Esercizio fisico, niente fumo, più comunicazione col medico, supporto psicologico e migliorare l'alimentazione attraverso l'aiuto di un specialista consigliato dal proprio oncologo. Ogni tumore è diverso e richiede una cura e supporto specifici, ma queste cinque regole sono valide per tutti e aiutano i pazienti ad affrontare meglio la sfida. A illustrarle oggi l'incontro "Alimentazione ed effetti collaterali nelle pazienti affette da tumore", aperto ai cittadini e ospitato presso l'Istituto Tumori Regina Elena, nell'ambito della Settimana dedicata alla Salute della Donna.
L'esercizio fisico, spiega l'oncologo Massimo Bonucci, presidente dell'Associazione Ricerca Terapie Oncologiche Integrate (Artoi), "migliora la circolazione del sangue e l'ossigenazione, e questo ha un effetto antinfiammatorio a livello cellulare. L'infiammazione infatti è uno stimolo alla proliferazione delle cellule neoplastiche. Meno ce n'è e più i linfociti T riescono a individuare e colpire le cellule tumorali".

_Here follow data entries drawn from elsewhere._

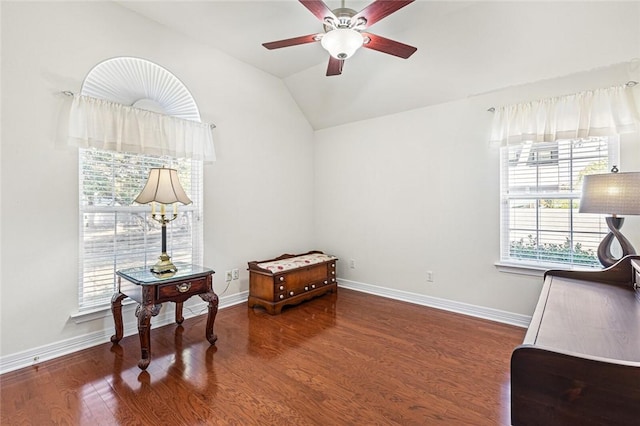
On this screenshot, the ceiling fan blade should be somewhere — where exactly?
[262,34,320,50]
[351,0,415,28]
[362,33,418,59]
[327,56,344,76]
[299,0,338,23]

Quanto al fumo, aumenta il rischio di diversi tipi di tumore, non solo al polmone, perché contiene sostanze cancerogene dovute alla combustione. "Anche le due o tre sigarette al giorno - spiega - andrebbero eliminate perché hanno un effetto cumulativo". Terza regola, chiarisce Alessandra Fabi, oncologa del Regina Elena, è "cercare una comunicazione e un feeling con il proprio medico, che deve sapere cosa il paziente assume, come si comporta, quali effetti collaterali presenta. La medicina narrativa può costituire una grande facilitazione nel ridurre le distanze tra oncologo e malato".
Quanto al supporto psicologico, è fondamentale non solo perché chi sta meglio reagisce meglio alle cure, ma perché la psiche mette in circolo sostanze che agiscono nell'organismo. "Ad esempio il paziente depresso ha minore attività di linfociti, che difendono l'organismo dai patogeni esterni. Nel paziente stressato c'è maggior rilascio di cortisolo, ormone che provoca calo di difese immunitarie", spiega Bonucci. Importantissima è, infine, l'alimentazione come terapia complementare, sottolinea Fabi "perché gli alimenti interagiscono con la malattia.
Quello che mangiamo modifica i batteri della nostra flora intestinale e questi organismi a loro volta hanno una funzione nell'essere pro o anti cancerogenici. Ma non basta un nutrizionista generico. L'oncologo deve indirizzare il paziente verso uno specialista o una struttura di riferimento".
La nutrizione in oncologia, infatti, è un complesso gioco di equilibri. Non è tanto collegata alle calorie, sottolinea Bonucci, "quanto agli elementi presenti in ogni alimento, poiché alcuni vanno a stimolare i fattori di crescita, che sono anche fattori infiammatori, come il Gf-One. Come il diabetico non deve mangiare lo zucchero perché aumenta la glicemia, così i pazienti oncologici non dovrebbero mangiare alimenti che stimolano l'infiammazione, come latte e latticini, la carne, le farine raffinate e gli zuccheri".